In 2005, the New York Times published a story the paper had withheld for a year at the request of the Bush administration, presumably to avoid embarrassment and fall out before the 2004 Presidential election. I can see why. The story was huge: The NSA was secretly, warrantlessly, and illegally collecting and monitoring the private communications of US persons.

After 9/11, "the gloves came off," but we the people only learned about it years later. A scandal was born. To our great national shame, we have yet to put it to bed.

But that's not for lack of trying, at least in the civil libertarian corner. Both the ACLU and EFF have open lawsuits seeking to challenge the warrantless surveillance of US persons. And we are working the Congressional angle too (here's how you can help).

The government, on the other hand, has dug in its heels: Congress in 2008 acted to "legalize" the warrantless spying and insulate the Executive Branch and corporations from lawsuits seeking to fight it. After promising he wouldn't, then-Senator Barack Obama voted to go along with the official cover-up.

By "cover-up" I mean the 2008 FISA Amendments Act (FAA), which not only "legalized" the warrantless NSA spying program — it also immunized from lawsuits the corporations (like AT&T) that had taken part. (After all, people were bound to be pretty irritated to find that the company they had paid cold hard cash for telecom services was secretly shipping all of their private communications to the US military for who knows what purposes or fates.)

The ACLU's Michelle Richardson breaks down what FAA means, and why it's still relevant for us in 2012:

The FISA Amendments Act of 2008 (FAA) rewrote our surveillance laws, which had generally required a warrant or court order for surveillance of people in the US. Under the FAA, the government can get a year-long programmatic court order for general bulk collection of Americans’ international communications without specifying who will be tapped.  It is up to the administration to decide that on its own after the fact, without any judicial review. The major requirement is that no particular person in the US should be targeted. 

The good news is that Congress had the foresight to subject this sweeping surveillance authority to a sunset provision, and it is scheduled to expire in its entirety [in December 2012]. 
 
 
While the Judiciary and Intelligence Committees have been receiving classified reports [about how the law is implemented], it’s time for a public vetting of the FAA and for meaningful amendments to better protect our privacy. Even Sens. Ron Wyden (OR) and Mark Udall (CO), with their secret briefings and cleared staff, don’t understand how this sweeping surveillance law is affecting everyday Americans. And when they asked, the DNI said it isn’t even ‘reasonably possible’ to estimate how many Americans are swept up in the NSA’s expansive dragnet.

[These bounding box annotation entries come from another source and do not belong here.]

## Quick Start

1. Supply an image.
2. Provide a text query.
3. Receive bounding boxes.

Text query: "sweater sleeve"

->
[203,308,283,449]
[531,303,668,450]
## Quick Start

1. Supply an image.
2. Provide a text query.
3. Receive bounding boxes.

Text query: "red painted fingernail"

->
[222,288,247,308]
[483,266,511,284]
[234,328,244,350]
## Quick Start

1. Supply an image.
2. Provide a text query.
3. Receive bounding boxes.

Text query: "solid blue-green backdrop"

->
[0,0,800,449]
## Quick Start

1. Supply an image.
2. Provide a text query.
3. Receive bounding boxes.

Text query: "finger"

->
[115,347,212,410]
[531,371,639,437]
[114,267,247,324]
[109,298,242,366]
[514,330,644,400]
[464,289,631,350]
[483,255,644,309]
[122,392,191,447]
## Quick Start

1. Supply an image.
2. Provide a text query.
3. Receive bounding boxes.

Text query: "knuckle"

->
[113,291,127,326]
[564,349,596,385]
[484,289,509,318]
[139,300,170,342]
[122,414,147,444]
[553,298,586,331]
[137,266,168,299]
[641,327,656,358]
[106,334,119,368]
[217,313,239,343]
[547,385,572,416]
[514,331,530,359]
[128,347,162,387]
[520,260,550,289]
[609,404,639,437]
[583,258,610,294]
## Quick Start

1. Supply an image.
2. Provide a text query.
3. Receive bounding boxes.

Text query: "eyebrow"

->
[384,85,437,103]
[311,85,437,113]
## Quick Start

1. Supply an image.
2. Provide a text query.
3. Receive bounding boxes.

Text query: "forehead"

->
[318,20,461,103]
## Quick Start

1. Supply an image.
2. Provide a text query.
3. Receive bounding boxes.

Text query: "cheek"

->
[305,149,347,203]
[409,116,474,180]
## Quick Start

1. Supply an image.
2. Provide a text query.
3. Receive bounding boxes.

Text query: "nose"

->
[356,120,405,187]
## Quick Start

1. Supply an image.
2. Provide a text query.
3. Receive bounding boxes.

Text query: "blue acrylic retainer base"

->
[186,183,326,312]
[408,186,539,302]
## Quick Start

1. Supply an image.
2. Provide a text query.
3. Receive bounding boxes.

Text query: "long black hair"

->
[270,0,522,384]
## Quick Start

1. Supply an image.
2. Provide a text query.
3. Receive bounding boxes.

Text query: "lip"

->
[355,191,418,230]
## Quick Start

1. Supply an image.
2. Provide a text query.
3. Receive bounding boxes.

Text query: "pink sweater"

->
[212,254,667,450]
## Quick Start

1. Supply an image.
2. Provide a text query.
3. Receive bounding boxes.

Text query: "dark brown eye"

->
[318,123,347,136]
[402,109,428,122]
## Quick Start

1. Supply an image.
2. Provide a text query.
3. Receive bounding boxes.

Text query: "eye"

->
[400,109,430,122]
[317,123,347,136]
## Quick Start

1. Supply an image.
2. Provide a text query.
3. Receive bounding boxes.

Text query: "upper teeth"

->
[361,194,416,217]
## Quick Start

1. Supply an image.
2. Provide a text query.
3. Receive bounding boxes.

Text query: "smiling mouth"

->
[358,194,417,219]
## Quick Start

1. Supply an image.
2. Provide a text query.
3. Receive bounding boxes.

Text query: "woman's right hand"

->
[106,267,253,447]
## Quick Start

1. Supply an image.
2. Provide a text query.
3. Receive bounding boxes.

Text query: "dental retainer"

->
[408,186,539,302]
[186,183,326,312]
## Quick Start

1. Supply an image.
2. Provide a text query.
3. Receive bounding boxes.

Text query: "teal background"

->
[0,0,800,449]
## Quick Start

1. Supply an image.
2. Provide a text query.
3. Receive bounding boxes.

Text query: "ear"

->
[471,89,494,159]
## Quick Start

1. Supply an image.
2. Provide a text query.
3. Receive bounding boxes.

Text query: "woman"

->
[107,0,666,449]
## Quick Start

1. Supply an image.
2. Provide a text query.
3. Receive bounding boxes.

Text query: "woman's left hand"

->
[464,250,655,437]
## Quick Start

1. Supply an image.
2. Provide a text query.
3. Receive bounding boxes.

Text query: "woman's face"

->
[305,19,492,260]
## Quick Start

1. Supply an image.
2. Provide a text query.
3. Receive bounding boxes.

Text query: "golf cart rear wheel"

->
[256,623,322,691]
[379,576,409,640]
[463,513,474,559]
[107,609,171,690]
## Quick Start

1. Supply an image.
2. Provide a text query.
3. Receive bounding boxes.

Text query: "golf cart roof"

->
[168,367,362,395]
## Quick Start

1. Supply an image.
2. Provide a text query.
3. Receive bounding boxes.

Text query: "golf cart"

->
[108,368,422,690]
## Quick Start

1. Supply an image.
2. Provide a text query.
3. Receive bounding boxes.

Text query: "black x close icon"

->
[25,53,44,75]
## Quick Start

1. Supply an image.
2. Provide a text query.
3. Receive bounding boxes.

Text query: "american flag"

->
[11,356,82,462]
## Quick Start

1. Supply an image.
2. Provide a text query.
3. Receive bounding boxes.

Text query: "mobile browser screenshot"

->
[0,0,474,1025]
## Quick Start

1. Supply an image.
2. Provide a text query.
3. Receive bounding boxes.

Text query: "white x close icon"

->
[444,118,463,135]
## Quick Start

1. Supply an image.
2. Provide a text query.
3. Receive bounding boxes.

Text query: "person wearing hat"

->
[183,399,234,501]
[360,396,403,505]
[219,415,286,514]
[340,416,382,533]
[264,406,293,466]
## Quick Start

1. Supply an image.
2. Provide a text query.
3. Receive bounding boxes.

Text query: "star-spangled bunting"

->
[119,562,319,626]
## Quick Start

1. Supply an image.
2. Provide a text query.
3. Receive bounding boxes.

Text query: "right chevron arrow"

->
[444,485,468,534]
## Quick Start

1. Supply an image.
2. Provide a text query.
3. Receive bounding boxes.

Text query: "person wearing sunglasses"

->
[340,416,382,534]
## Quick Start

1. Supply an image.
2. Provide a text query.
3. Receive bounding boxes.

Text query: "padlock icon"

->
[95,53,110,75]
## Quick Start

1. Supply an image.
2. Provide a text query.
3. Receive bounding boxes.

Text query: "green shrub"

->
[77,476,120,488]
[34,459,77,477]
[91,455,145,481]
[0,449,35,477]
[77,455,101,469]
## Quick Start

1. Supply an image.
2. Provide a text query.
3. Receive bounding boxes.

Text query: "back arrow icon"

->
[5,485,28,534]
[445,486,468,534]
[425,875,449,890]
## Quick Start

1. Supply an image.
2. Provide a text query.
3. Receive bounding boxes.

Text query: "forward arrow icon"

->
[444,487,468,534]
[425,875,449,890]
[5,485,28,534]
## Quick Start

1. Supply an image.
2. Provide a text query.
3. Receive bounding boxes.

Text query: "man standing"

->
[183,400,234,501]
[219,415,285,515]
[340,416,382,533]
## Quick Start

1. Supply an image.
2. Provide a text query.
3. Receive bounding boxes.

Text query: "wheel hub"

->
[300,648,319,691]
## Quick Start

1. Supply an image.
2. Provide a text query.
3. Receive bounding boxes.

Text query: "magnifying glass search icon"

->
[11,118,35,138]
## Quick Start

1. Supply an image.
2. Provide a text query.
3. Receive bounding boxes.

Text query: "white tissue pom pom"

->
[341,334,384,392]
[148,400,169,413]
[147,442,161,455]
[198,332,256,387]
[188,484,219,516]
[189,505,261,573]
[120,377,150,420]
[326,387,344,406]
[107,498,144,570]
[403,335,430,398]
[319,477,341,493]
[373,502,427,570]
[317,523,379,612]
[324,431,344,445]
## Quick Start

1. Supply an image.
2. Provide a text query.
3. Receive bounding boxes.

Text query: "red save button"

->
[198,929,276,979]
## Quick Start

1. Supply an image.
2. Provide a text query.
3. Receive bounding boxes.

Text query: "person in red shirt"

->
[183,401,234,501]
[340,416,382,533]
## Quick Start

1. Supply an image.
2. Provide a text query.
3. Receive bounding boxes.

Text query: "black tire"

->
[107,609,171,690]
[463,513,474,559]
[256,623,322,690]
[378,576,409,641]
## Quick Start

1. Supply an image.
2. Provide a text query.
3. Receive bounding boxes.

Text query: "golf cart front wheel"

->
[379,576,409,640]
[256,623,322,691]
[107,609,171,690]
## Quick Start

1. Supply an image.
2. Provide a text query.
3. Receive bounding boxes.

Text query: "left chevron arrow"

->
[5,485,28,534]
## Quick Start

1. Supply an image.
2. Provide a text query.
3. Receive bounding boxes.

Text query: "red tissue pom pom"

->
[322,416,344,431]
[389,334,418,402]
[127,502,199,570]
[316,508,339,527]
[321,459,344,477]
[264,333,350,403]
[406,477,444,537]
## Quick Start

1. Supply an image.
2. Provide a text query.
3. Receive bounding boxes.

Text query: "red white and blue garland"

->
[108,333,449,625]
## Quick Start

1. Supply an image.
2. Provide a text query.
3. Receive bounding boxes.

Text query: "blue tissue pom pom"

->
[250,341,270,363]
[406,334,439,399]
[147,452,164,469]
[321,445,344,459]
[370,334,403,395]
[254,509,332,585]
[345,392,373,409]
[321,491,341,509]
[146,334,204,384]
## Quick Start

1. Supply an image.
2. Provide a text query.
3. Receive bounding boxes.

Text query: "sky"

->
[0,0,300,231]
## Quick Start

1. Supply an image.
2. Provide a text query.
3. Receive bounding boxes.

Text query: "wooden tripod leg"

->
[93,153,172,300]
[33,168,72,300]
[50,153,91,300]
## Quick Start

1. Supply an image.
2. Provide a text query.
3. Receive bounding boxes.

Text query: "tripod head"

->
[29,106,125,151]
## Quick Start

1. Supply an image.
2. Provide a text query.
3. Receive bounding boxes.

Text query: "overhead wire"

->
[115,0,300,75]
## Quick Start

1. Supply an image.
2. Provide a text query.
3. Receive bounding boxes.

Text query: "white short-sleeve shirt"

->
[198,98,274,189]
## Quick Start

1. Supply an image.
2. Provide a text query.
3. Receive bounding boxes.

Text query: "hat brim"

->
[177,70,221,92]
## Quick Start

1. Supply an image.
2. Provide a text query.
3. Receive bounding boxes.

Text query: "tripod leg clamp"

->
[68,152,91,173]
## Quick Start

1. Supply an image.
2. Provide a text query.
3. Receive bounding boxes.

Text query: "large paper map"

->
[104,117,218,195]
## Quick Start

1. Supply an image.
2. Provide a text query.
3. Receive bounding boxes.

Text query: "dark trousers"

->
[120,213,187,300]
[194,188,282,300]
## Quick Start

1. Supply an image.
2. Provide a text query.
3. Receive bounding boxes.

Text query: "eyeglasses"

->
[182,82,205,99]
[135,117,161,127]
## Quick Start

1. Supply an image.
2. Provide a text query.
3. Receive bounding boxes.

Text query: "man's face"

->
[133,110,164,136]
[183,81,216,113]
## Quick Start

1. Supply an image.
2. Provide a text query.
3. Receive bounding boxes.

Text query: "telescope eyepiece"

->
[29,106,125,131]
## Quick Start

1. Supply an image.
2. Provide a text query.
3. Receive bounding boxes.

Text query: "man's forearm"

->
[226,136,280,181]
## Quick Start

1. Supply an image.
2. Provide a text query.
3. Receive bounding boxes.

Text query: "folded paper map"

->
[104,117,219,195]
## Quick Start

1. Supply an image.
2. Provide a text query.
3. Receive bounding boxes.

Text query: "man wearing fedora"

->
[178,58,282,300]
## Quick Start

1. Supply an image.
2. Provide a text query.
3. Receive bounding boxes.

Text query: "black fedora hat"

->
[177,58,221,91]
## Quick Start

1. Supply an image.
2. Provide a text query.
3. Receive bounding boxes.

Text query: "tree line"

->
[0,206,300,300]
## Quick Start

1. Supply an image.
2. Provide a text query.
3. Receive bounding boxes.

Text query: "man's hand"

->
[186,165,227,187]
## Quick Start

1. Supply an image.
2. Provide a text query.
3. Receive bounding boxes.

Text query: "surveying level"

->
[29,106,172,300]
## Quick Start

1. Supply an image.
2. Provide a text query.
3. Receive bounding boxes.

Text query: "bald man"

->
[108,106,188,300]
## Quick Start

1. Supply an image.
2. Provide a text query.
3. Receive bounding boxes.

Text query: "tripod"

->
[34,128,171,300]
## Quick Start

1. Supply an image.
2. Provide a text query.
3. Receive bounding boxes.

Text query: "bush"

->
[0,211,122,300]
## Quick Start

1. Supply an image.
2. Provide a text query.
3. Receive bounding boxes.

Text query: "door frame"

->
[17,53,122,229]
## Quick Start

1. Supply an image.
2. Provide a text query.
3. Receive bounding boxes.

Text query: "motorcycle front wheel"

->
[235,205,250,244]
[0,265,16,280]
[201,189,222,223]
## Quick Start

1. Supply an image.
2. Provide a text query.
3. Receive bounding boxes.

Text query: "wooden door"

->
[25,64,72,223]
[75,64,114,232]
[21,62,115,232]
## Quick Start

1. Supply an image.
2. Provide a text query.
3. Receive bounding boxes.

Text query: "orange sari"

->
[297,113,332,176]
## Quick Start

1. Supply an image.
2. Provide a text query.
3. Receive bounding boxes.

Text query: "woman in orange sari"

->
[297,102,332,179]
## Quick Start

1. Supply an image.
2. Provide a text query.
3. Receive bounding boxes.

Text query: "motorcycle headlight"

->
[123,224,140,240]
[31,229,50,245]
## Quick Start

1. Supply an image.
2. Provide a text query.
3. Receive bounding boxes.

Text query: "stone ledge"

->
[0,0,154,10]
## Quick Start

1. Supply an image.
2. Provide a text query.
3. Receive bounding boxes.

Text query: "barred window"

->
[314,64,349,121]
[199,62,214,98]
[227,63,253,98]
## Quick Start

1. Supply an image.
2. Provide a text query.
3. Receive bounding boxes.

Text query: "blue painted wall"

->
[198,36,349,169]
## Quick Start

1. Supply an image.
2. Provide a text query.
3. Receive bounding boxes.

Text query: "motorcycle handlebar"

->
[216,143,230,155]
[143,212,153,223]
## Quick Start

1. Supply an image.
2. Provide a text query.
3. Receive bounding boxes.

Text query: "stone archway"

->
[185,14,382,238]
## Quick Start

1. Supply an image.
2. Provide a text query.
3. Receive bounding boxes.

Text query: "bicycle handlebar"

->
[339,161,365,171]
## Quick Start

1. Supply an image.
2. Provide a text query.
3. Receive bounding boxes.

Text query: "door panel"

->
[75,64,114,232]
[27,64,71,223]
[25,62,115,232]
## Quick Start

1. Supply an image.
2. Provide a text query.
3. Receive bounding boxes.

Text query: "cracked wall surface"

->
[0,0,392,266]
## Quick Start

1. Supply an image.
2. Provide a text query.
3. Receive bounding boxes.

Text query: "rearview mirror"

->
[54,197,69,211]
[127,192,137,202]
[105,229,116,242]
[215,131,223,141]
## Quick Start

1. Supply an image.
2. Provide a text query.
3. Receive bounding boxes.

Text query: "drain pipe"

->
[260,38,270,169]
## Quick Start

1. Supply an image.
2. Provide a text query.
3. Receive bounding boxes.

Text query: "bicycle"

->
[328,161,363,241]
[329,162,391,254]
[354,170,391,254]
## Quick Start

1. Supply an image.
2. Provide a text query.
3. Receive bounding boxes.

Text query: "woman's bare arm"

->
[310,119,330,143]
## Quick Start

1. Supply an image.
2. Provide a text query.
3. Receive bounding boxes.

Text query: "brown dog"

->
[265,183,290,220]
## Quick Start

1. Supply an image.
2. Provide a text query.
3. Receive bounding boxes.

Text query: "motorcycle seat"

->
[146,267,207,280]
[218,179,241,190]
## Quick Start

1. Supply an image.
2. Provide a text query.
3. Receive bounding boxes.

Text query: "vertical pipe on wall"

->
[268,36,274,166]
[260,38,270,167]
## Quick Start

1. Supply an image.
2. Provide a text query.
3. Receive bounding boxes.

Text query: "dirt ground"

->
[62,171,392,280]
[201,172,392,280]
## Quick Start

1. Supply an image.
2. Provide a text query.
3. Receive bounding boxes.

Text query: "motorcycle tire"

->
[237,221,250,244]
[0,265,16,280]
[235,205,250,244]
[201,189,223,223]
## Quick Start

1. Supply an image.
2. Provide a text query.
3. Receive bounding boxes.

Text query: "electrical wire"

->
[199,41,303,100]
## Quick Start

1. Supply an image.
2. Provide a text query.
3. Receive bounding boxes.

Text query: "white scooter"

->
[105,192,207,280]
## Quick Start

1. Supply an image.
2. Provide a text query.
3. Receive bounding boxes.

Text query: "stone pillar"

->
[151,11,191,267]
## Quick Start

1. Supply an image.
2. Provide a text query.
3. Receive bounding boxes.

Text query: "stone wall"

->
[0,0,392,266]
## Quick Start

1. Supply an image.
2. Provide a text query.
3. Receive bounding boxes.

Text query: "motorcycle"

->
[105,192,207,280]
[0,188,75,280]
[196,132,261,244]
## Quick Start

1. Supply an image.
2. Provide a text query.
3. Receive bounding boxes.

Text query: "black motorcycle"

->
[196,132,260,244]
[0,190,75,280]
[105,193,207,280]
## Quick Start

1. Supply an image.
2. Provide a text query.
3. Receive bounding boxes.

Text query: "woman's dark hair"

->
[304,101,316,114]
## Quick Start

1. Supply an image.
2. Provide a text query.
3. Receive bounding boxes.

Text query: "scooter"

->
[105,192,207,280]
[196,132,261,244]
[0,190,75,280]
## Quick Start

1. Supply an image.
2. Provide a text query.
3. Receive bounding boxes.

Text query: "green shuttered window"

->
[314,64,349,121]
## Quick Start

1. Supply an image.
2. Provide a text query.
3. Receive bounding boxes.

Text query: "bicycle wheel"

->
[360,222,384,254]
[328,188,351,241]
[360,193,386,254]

In other words the FAA "legalized" Bush's warrantless wiretapping program, giving it a seal of approval from elected officials. We have a strategy to fix the bad law; be a part of it and let your elected officials know you oppose warrantless spying.

FAA in context

The FISA Amendments Act reauthorization battle comes at a time when people in the US are growing increasingly uncomfortable with the powers the government has granted itself over the past ten years. As technology has changed the surveillance game, mostly to tip the hand in favor of spying agencies and the police, lawmakers have basically let law enforcement sneak around largely obsolete electronic communications privacy law. Our elected leaders have thus far failed to bring hard-won and necessary privacy protections into the digital age.

The FAA fight also comes at a time when the government is cracking down on whistleblowers among its own ranks and intimidating journalists — chipping away at a few of the remaining avenues we have for getting information about how an increasingly walled-off state functions.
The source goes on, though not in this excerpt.